Vengo sollecitato a tale riflessione dal commento di una persona, che, dopo aver letto un mio testo (del 14 aprile 2019) nel quale riportavo un passaggio del Vangelo di Matteo (ricavato dall’edizione della C.E.I.), mi rimproverava di non tener conto che dei Vangeli ci sono molte versioni, tra l’altro molto discordanti tra di loro.
Stimolato da questa critica, mi sono chiesto: come ci si può porre di fronte ad un testo, di qualsiasi natura esso sia (letterario, storico, filosofico, scientifico, religioso…)?
A mio avviso gli atteggiamenti possono essere fondamentalmente due:
- il primo è quello del semplice fruitore del testo, di colui cioè che si pone di fronte al testo senza nessuna intenzione o pretesa scientifica, ma al più con un’intenzione di carattere etico od estetico; o, persino, utilitaristico;
- il secondo è quello di chi si pone di fronte al testo con l’atteggiamento scientifico, di chi vuole analizzarne le fonti, il contesto storico, le intenzioni dell’autore, la lingua (dall’uso delle parole alla sintassi)…
Il primo è l’atteggiamento di colui che di fronte ad un testo interroga soprattutto se stesso. E si chiede: cosa ha da dirmi questo testo? in che misura esso mi coinvolge? cosa mi chiede, in termini di comportamenti e di scelte?
Da questo punto di vista il testo è piuttosto un pre-testo; è cioè l’occasione, lo spunto per una riflessione o anche per una semplice reazione emotivo-affettiva, di cui il soggetto fruitore del testo evidentemente avvertiva il bisogno o il desiderio.
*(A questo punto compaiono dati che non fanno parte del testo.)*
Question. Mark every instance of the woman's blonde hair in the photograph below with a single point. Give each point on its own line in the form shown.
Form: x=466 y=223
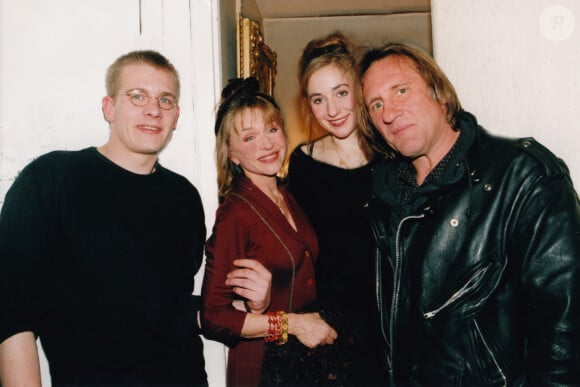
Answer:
x=333 y=50
x=239 y=95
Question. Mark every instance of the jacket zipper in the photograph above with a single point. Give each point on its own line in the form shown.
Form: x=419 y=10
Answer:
x=395 y=296
x=490 y=353
x=473 y=281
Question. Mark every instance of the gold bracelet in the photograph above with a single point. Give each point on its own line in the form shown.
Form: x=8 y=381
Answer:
x=283 y=339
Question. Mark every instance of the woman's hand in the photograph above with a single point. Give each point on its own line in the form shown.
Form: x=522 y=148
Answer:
x=310 y=329
x=252 y=281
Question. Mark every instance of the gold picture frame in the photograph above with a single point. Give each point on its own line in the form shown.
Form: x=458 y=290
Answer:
x=255 y=58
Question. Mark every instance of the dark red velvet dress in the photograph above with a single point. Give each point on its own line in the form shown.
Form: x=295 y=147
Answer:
x=240 y=233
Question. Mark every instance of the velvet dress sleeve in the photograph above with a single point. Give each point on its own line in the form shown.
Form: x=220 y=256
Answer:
x=219 y=319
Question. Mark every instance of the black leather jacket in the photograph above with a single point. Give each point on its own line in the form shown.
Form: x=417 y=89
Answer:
x=478 y=278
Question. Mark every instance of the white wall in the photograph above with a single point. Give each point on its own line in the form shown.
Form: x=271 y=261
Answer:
x=53 y=57
x=516 y=66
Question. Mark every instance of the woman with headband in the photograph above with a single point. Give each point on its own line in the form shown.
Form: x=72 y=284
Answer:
x=257 y=220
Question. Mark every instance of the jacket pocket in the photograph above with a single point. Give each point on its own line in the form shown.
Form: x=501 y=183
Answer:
x=488 y=362
x=473 y=282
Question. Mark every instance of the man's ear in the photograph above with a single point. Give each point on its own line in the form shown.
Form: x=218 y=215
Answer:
x=108 y=108
x=176 y=117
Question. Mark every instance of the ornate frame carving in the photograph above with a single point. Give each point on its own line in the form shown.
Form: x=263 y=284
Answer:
x=255 y=58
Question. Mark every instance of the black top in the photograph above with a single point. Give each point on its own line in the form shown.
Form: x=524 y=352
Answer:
x=333 y=198
x=99 y=262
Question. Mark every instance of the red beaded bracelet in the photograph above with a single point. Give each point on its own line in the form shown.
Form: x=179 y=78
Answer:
x=277 y=327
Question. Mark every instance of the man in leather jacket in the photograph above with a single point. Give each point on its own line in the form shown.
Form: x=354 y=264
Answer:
x=479 y=239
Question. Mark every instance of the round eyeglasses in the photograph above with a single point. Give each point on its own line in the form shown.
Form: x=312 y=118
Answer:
x=141 y=98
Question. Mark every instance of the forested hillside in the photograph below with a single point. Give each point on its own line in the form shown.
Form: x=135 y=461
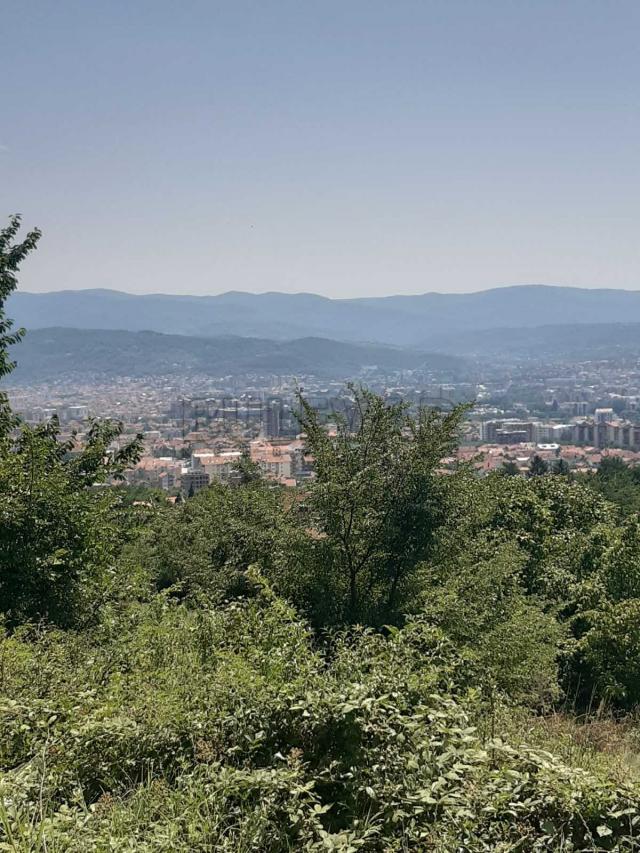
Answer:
x=393 y=657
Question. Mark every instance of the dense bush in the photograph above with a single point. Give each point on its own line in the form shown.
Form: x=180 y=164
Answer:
x=182 y=729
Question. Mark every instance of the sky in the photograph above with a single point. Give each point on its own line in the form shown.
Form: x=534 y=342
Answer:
x=349 y=148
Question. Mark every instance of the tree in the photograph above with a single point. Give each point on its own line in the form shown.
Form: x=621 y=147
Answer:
x=59 y=529
x=12 y=254
x=537 y=466
x=376 y=501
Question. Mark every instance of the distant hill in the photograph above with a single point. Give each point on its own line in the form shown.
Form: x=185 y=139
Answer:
x=581 y=342
x=48 y=354
x=396 y=320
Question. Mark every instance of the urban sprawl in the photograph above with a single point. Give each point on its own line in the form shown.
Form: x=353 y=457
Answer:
x=195 y=430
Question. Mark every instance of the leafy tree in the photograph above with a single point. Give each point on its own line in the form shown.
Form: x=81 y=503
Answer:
x=509 y=469
x=537 y=466
x=12 y=253
x=58 y=537
x=377 y=500
x=59 y=530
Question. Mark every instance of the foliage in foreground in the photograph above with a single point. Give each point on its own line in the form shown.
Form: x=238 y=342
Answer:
x=175 y=729
x=198 y=678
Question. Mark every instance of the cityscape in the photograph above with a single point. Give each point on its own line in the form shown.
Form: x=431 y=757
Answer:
x=195 y=429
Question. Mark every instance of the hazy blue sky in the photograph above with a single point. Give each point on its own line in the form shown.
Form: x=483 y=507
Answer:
x=345 y=148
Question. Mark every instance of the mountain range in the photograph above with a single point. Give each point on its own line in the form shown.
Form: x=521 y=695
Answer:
x=422 y=321
x=48 y=354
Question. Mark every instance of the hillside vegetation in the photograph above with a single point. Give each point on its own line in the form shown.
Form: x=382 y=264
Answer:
x=389 y=659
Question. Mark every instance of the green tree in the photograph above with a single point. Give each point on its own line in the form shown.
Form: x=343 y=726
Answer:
x=12 y=253
x=59 y=529
x=377 y=499
x=509 y=469
x=537 y=466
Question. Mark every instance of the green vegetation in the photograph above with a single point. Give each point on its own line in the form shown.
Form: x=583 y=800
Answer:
x=392 y=658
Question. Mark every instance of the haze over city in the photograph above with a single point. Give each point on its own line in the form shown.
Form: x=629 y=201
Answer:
x=346 y=149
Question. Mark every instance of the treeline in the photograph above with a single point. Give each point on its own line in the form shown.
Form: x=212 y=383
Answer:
x=348 y=666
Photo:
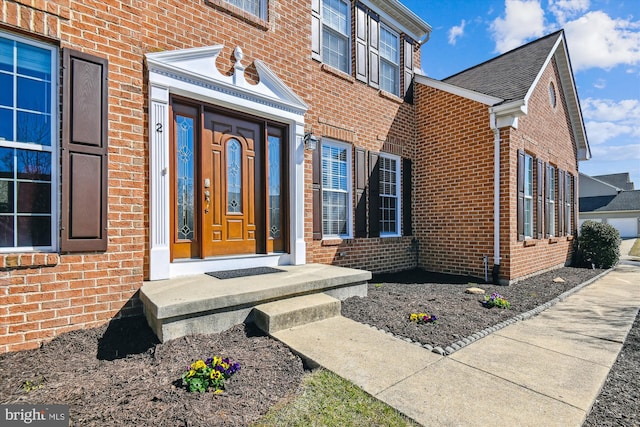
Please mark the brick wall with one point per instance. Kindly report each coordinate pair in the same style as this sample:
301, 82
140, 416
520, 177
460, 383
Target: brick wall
454, 173
545, 133
43, 295
454, 176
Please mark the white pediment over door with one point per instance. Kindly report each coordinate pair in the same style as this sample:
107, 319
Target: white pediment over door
197, 67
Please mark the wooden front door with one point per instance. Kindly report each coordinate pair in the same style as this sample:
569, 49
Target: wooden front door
229, 184
229, 187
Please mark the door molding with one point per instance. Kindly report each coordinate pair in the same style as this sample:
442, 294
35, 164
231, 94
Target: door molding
192, 73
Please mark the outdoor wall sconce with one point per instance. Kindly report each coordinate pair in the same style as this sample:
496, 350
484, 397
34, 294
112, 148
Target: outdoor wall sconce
310, 141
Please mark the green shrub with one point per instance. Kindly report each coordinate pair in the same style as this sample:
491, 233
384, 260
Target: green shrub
599, 244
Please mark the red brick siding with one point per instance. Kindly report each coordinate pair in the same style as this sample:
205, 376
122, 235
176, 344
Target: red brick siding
545, 133
453, 213
43, 295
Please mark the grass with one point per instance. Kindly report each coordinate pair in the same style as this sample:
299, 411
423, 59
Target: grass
330, 401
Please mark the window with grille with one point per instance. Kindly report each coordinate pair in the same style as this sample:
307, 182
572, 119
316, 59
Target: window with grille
336, 190
28, 154
528, 196
389, 195
336, 32
389, 60
255, 7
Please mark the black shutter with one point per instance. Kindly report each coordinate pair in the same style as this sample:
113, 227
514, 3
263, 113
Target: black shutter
520, 184
84, 152
567, 203
374, 195
547, 199
539, 197
407, 226
560, 202
361, 196
361, 42
316, 30
316, 171
374, 55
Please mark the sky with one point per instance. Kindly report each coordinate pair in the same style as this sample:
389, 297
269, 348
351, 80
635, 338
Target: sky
603, 38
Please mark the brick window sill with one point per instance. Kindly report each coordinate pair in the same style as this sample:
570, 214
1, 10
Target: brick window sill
332, 242
28, 260
335, 72
238, 13
387, 95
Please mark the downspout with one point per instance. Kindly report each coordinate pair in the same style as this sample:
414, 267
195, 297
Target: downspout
496, 199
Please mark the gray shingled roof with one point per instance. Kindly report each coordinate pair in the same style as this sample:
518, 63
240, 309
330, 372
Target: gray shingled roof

Il secondo è l’atteggiamento dello studioso che di fronte al testo si pone in maniera fredda, distaccata, e cerca di analizzarlo nella maniera il più possibile oggettiva, prescindendo cioè dal suo coinvolgimento estetico o morale.
Cerca di vedere cioè il testo in sé, come un oggetto di studio, da tecnico (filologo, storico, critico letterario, archeologo…), senza (necessariamente) farsene coinvolgere in maniera diretta, esistenziale, come persona.
Si tratta di due atteggiamenti, come abbiamo potuto vedere, profondamente diversi.
La cui distinzione mi serve a dire che il secondo atteggiamento non può avere la pretesa, saccente ed arrogante, di soppiantare del tutto il primo e di condannarlo all’irrilevanza, se non addirittura al disprezzo e al ridicolo.
Altrimenti dovremmo concludere che io non posso leggere un testo letterario o religioso o filosofico, se non sono un cultore della materia, ovverossia un critico letterario, un teologo o un filosofo di professione.
A questo punto avremmo le librerie e le biblioteche chiuse, le chiese e i templi senza fedeli, le conferenze dei filosofi deserte.
In maniera ancora più banale e per usare una metafora, potremmo arrivare a dire che nessuno dovrebbe poter innamorarsi o anche solo diventare amico/a di un’altra persona, senza aver prima fatto uno studio approfondito, diciamo pure “scientifico” (anagrafico, familiare, psicologico, sociologico, genetico, storico-biografico…), su questa persona.
Appare a tutti subito evidente il carattere ridicolo di una simile pretesa.
A mio avviso le due possibili interpretazioni di un testo, di cui ho parlato sopra, sono entrambe legittime, a condizione di tenerle ben distinte e che l’una non voglia invadere il campo dell’altra.
Certo, io non posso ambire a dare un’interpretazione da studioso del testo senza averne gli strumenti tecnico-scientifici adeguati. Devo sapere che, senza questi strumenti, la mia interpretazione si fermerà al livello emotivo-affettivo o etico-esistenziale. Che non mi pare poco, però.
Ma, allo stesso tempo, il tecnico, studioso e cultore della materia, deve essere pure lui ben consapevole che anche la sua è un’interpretazione parziale del testo, fin quando da esso non se ne farà coinvolgere anche in maniera emotivo-affettiva e, in certi casi, perfino etico-esistenziale.